El 10 de agosto de 1557, festividad de San Lorenzo, la armada española derrotó a la francesa en la batalla de San Quintín. Seis años después, el 23 de abril de 1563, fue colocada la primera piedra del monasterio del Escorial. Son infinitas las teorías, leyendas y elucubraciones exotéricas que convergen en la génesis de San Lorenzo de El Escorial, y aunque la hipótesis más extendida señala la batalla de San Quintín como excusa militar y al martirio de San Lorenzo como coartada religiosa -el edificio tiene forma de parrilla, la misma tortura donde murió el santo oscense-, otras apuntan que Felipe II buscaba, al proyectar la octava maravilla del mundo, la construcción en plena sierra madrileña del nuevo Templo de Salomón que acogiera el Santo Grial.
Sea como fuere, en la creación escurialense y su posterior desarrollo religioso, artístico y arquitectónico, hasta que el rey falleció en 1598, el monasterio riojano de Nuestra Señora de La Estrella jugó un papel clave. Y es que Felipe II eligió a la orden de los Jerónimos como guardianes espirituales y materiales de El Escorial, tras la última experiencia de su padre el emperador Carlos en el monasterio de Yuste.
La abadía de San Asensio, regentada en la actualidad por los hermanos de La Salle, atesoraba a mediados del siglo XVI gran influencia dentro la orden jerónima, lo que se tradujo en una presencia constante de los monjes riojanos junto al llamado rey prudente, sobre cuya prudencia habría mucho que discutir. Pero esa es otra historia…
En el año 1565, ocupando fray Juan de Badarán el cargo de vicario de El Escorial, llegó a la sierra madrileña fray Vicente de Santo Domingo, monje también de La Estrella, al que acompañaba su alumno más aventajado, Juan Fernández de Navarrete. Navarrete el Mudo, nombre por el que pasaría a la posteridad, era un pintor logroñés, sordomudo desde muy niño, que había aprendido el oficio del pincel en San Asensio y viajado a Italia, donde conoció al propio Tiziano. Gracias a la influencia jerónima, Navarrete El Mudo comenzó a trabajar para Felipe II que, al principio, le encargó la restauración de obras maestras, como El Descendimiento, de Roger van der Weyden o el Noli me tangere, de Tiziano.
Pero tal fue la satisfacción con la que el artista riojano cumplió la labor encomendada, que Felipe II le nombraría años después pintor de la corte y de sus manos saldrían algunas de las obras más representativas del espíritu de la Contrarreforma.

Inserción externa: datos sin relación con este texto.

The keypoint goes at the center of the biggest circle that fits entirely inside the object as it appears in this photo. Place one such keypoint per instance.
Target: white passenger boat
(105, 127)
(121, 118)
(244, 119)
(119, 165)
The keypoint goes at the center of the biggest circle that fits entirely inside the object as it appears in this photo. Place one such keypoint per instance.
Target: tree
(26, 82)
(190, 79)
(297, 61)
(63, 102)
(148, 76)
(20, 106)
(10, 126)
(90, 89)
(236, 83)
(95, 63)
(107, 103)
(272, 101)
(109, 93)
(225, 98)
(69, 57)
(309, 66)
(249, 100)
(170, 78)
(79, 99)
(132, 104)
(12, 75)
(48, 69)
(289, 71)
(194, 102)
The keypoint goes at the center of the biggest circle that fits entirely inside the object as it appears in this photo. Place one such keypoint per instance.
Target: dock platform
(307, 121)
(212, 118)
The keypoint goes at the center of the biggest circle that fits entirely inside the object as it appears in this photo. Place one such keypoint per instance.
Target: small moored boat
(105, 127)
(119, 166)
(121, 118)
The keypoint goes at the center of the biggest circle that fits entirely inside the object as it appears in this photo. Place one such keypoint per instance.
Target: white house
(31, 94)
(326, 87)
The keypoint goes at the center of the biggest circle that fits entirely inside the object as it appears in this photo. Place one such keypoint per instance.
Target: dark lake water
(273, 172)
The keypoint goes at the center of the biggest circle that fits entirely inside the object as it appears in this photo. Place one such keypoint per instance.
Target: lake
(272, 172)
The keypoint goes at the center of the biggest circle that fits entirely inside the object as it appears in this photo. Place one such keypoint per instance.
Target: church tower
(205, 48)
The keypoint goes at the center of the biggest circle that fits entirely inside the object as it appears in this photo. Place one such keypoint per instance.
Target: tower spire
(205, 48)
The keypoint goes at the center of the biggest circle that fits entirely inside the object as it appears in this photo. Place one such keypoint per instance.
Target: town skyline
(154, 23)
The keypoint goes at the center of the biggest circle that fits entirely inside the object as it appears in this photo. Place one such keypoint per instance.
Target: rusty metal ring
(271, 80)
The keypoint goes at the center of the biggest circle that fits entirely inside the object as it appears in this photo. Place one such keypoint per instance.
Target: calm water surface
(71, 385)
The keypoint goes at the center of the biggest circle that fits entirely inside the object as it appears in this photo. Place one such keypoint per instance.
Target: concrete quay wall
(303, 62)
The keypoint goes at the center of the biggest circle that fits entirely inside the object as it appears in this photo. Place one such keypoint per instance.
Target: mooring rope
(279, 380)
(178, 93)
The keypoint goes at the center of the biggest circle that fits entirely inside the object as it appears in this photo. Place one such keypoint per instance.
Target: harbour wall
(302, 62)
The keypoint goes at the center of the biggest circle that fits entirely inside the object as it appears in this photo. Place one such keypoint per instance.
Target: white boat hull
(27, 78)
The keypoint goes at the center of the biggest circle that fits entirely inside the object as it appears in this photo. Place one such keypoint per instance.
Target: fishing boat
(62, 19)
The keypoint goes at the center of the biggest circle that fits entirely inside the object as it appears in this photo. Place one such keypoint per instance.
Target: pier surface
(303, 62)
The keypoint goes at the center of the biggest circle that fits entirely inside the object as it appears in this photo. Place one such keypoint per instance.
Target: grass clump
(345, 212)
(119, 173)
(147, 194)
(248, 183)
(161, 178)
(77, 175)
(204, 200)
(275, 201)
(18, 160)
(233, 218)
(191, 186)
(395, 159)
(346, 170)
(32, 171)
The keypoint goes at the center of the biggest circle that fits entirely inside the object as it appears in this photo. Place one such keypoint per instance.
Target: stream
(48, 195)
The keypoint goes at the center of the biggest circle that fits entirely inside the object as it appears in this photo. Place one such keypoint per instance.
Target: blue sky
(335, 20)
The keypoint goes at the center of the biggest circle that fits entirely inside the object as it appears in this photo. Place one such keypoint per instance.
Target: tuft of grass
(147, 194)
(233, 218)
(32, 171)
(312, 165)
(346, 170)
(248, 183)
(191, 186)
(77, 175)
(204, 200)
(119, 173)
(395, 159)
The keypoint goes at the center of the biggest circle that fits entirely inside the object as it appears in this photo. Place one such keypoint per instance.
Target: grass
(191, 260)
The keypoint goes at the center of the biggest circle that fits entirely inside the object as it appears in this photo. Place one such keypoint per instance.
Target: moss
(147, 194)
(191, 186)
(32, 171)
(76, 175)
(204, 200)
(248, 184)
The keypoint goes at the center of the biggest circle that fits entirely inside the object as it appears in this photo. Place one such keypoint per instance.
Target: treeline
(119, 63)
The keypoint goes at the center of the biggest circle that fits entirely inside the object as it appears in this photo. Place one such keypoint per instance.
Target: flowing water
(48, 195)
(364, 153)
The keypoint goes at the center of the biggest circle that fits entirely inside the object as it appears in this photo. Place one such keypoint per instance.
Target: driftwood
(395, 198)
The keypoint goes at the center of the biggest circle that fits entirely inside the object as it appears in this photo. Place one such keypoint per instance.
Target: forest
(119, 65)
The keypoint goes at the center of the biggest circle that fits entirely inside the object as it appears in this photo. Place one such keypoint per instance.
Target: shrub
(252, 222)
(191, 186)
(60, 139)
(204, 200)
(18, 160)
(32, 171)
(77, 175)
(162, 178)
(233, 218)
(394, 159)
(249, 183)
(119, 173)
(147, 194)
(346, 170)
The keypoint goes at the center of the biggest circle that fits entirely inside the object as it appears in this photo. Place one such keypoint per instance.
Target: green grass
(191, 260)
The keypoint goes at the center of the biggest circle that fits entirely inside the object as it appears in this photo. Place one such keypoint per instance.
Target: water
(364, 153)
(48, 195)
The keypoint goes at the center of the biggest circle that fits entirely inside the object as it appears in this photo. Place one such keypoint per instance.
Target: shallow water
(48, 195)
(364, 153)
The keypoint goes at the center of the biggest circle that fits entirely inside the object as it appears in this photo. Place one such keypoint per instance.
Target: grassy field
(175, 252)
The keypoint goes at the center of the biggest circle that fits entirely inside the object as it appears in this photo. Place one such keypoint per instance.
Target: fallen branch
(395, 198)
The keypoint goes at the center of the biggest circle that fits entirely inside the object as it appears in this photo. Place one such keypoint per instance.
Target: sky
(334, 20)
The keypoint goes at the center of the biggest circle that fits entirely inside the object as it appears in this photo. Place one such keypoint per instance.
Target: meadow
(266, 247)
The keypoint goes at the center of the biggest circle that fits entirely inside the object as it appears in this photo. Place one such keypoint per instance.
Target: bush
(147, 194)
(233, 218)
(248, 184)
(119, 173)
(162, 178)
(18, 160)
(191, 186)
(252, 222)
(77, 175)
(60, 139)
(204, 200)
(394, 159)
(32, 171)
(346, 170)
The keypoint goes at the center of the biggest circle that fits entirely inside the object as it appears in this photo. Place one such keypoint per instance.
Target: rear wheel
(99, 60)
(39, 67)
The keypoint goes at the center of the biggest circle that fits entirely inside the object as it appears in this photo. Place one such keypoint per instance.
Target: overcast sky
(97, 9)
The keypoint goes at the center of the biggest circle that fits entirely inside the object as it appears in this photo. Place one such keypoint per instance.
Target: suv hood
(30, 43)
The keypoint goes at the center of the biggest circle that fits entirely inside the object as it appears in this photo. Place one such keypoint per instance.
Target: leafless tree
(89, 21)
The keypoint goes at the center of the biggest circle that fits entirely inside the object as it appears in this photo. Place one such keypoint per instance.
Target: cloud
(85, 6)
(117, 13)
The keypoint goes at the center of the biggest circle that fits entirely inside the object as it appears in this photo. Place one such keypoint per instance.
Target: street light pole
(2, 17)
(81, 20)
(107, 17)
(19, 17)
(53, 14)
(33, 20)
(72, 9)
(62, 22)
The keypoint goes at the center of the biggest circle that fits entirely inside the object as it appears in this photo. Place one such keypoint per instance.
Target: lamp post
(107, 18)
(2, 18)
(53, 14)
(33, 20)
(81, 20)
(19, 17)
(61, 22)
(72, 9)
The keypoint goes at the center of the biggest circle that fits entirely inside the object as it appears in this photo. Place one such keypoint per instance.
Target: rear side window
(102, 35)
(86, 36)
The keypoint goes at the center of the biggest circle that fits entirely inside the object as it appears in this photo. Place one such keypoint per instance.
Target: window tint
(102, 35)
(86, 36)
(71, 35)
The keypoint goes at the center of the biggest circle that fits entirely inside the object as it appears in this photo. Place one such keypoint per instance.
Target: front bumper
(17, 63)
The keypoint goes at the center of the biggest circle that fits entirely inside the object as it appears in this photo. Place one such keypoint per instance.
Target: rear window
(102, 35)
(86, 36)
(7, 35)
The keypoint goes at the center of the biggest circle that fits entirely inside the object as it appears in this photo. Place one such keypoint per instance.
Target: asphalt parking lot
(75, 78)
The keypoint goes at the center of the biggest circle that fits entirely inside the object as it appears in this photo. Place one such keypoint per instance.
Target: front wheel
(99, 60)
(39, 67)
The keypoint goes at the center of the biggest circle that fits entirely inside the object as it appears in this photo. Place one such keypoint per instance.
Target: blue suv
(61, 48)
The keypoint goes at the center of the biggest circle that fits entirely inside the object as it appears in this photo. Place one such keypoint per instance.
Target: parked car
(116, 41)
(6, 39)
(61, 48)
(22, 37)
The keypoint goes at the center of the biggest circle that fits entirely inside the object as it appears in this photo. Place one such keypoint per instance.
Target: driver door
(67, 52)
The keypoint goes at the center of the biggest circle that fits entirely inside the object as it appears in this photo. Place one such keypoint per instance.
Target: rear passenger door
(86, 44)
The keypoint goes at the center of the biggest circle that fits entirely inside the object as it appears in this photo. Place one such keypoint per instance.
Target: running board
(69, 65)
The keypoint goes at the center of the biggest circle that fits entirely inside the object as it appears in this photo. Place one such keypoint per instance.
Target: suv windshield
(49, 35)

Juan Fernández de Navarrete plasmó en lienzo obras notables como El martirio de Santiago o Abraham y los tres ángeles, además de llevar al lienzo parte de la colección de apóstoles que adornan la basílica, misión que no pudo concluir debido a su prematura muerte.
Fue un monje riojano, fray Julián de Tricio, el cuarto prior de San Lorenzo entre 1575 y 1582, precisamente en la época más convulsa del reinado de Felipe II, que coincidió con el asesinato de Juan de Escobedo, secretario de don Juan de Austria, lo que desataría una guerra palaciega cuya sombra acompañó al monarca durante toda su vida. El primer historiador escurialense, fray José de Sigüenza, afirmó del abad Tricio que el monarca «le hizo merced por lo bien que le había servido» antes de retirarse para morir a su casa de La Estrella.
A San Asensio viajó el rey en 1592, camino de Tarazona, y entre sus muros permaneció un mes (del 6 de octubre al 7 de noviembre), pues llegó a La Rioja enfermo del mal de gota. Cuentan las crónicas que el agua de la Fuente Santa que manaba junto a la abadía le ayudó a recobrar la salud, al igual que las piadosas oraciones ante la Virgen de La Estrella. Fue tan fuerte la devoción del monarca, que mandó enviar a uno de sus pintores para que dorara el zócalo de la imagen: «Juan de Bustamante, pintor del rey», podía leerse en la rúbrica.